L’auteur photographe est-il différent de l’auteur écrivain, peintre, cinéaste ou autres ? Non.

Est-ce une profession ? Certains en vivent, comme pour les autres catégories d’auteur, mais cela ne suffit pas.

Auteur c’est un statut fiscal en France, mais ce statut ne produit pas de revenus, il les qualifie.

Auteur, c’est avant tout une récompense, une gratification décernée par le « public », par des clients, c’est déjà beaucoup.

C’est forcément un état concurrentiel.

Si l’on veut être un professionnel de la photo, on prend un statut d’artisan, on ouvre une boutique et l’on se trouve à égalité avec le boulanger ou l’épicier.

C’est un choix, un peu prétentieux. Certes, d’aucuns suivent des formations pour cela, mais plus qu’ailleurs, formation ne veut pas dire emploi, surtout dans le domaine de la création.

Lorsque l’on étudie le pédigrée des membres de l’UPC, l’organisation des auteurs-photographes, l’on constate qu’une bonne moitié ne sort pas des écoles. Pourtant, celle-ci forme annuellement un grand nombre de photographes, beaucoup plus que ne le justifiera le simple renouvellement dans cette activité.

Comme tout créatifs, nous sommes renvoyés à notre créativité, mais aussi à notre sens de la communication.

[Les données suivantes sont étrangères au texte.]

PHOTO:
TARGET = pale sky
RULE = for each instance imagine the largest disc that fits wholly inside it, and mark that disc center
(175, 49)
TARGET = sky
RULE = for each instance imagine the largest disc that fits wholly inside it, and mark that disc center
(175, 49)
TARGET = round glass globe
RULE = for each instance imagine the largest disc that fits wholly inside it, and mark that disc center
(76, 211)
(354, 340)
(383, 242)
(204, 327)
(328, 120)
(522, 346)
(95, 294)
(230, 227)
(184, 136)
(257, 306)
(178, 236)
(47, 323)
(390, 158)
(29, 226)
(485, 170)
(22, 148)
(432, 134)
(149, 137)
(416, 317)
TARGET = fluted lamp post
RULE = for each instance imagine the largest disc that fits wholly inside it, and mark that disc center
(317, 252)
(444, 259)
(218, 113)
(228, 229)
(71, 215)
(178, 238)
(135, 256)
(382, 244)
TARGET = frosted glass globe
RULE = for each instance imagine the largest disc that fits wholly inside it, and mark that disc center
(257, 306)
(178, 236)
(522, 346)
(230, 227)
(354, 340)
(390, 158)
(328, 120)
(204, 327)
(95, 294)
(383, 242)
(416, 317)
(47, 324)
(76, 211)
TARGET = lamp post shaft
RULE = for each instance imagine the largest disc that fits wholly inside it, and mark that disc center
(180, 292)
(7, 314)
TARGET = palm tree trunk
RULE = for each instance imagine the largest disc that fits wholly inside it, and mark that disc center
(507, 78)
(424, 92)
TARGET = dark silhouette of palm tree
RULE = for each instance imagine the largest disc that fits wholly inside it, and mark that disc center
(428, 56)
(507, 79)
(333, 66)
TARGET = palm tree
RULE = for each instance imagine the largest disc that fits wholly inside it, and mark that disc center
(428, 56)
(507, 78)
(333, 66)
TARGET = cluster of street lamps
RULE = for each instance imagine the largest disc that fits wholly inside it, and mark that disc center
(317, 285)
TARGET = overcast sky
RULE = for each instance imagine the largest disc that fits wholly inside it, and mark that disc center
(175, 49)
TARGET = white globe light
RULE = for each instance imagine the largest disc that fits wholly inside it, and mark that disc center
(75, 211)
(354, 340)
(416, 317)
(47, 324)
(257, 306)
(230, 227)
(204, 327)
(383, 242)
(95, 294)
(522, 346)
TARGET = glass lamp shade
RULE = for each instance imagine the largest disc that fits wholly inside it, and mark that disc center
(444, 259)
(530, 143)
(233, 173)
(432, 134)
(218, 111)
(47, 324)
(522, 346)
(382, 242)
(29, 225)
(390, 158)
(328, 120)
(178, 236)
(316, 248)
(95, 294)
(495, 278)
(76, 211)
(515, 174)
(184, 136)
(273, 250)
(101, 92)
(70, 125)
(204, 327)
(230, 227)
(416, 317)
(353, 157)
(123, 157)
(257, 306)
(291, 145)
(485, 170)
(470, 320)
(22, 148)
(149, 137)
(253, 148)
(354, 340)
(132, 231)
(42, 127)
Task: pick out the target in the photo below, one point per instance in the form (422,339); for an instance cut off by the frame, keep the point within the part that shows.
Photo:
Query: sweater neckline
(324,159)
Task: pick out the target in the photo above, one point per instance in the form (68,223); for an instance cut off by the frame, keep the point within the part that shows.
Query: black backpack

C’est ce dernier qui fausse les règles du jeu, qui produit des auteurs factices, sachant mieux communiquer que photographier, et des talents cachés qui sont incapables de se faire reconnaitre. Certains ont le faire savoir, d’autres le savoir-faire, et ce ne sont pas toujours les mêmes.

Cela dépend également de notre autoappréciation, de notre égo.

Au final, dans l’hypothèse ou chacun à les moyens et les capacités de se mettre en valeur, seule notre capacité à répondre ou à créer le besoin chez notre public fait de nous des auteurs, des artistes vivant de leur art.